Oppenheimer Ethics Symposium focuses on politicians and press
The second annual Oppenheimer Ethics Symposium will educate students and professionals about media ethics with a focus on media bias in election coverage.
The symposium’s namesakes are UI alumni Douglas and Arthur Oppenheimer, who own a Boise-based food processing, sales and marketing company.
Kelly McBride will give the keynote speech, “Politicians vs. the Press: A Social Media Cage Fight.” McBride is a faculty member at the Poynter Institute for Media Studies and the lead writer on ESPN’s Poynter Review Project.
“The keynote speaker, Kelly McBride, brings a wealth of expertise and a national reputation as an expert on media ethics,” Kenton Bird, director of the University of Idaho School of Journalism and Mass Media said. “The reasons that ESPN went to the Poynter Institute to develop an ethics and accountability program (the Poynter Review Project) can be summed up in two words: Kelly McBride.”
In her speech, McBride will discuss how election coverage has become a wrestling match between politicians and their handlers and the press trying to do its job, and how issues of bias have crept into the coverage, said Steve Smith, professor of mass media ethics at UI.
“I am particularly excited about hearing Kelly McBride’s keynote address at the symposium,” said Betsy Russell, moderator of the symposium’s panel discussion and Boise bureau chief for The Spokesman-Review. “The media world and the role of social media is very much new and evolving, and there are issues all of us will have to wrestle with as it evolves.”
While last fall’s symposium focused on the emergence of social media, this year’s symposium will capitalize on the election buzz.

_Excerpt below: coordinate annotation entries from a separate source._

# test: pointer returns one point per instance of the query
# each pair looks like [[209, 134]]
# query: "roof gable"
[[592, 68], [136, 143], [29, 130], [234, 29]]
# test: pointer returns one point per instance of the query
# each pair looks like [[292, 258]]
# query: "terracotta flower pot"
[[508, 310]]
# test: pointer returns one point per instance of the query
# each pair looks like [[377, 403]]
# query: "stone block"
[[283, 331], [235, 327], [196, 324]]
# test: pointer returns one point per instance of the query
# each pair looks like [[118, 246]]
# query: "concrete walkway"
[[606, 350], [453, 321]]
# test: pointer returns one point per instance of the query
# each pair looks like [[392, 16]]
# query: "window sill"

“The topic is timely — the symposium comes less than three weeks before the general election, so the public’s attention will be focused on the presidential campaign and the media’s coverage of it,” Bird said.

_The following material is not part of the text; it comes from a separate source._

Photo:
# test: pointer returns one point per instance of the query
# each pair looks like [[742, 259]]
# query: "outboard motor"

Bird will start the symposium with his introduction, which will be followed by McBride’s speech. Two political leaders and three area journalists will then discuss “Media Bias in Election Coverage: How to Spot It and What to Do About It,” a forum where Smith expects there to be “fireworks.”

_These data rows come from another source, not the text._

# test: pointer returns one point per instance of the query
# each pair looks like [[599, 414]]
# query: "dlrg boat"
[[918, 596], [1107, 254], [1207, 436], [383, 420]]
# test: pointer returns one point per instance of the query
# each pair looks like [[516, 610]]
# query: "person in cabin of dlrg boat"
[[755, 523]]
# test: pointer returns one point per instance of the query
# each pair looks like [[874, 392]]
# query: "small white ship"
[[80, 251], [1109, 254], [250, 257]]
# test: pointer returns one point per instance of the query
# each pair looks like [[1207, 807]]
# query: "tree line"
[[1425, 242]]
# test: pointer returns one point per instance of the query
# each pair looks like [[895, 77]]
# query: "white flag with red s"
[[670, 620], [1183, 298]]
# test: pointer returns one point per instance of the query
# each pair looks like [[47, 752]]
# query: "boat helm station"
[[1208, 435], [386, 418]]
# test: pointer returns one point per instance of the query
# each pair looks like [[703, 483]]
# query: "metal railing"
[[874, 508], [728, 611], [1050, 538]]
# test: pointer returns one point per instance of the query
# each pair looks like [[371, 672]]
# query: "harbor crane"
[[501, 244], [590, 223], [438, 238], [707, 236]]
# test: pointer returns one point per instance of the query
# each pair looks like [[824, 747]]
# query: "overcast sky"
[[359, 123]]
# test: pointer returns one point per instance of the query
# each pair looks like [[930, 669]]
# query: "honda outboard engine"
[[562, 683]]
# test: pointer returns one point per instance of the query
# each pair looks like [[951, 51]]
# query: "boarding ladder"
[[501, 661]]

On the panel are media professionals Todd Dvorak, Jamie Grey and Kevin Richert. Joining them are Brian Cronin, who was elected to the Idaho House of Representatives in 2008 and Alex LaBeau, president of the Idaho Association of Commerce and Industry.
“The journalists on the panel include one who actively covers government and politics, one who both does that and supervises other reporters in that process and an editorial writer whose whole business is bias — whose job is to write opinion, as opposed to reporting the news like the others,” Russell said. “The political activists have been at the center of hotly contested issues in this state and no doubt will have some beefs with how they or their issues have been covered — justified or not. Perhaps they’ll even have some positive things to say.”
Bird said last fall’s symposium was aimed primarily at media professionals. This year’s symposium has an additional afternoon session that will address local high school and College of Western Idaho media students on issues of media bias.
Idaho Public Television, one of the symposium’s co-sponsors, will stream the symposium live and will archive it on its website, idahoptv.org, for those who cannot attend.
Smith said the ultimate goal is to continue education. Smith said he hopes the symposium will attract 200 people, exceeding last year’s attendance of 150.
A smaller symposium, like last year, is expected to take place in the spring in Moscow, Smith said, though the topic is undetermined.
“We’re still early in this relationship with the Oppenheimer brothers, so we’re building this one year at a time,” Smith said. “My hope is that eventually we will have a regionally recognized forum for ethical discussion held twice a year.”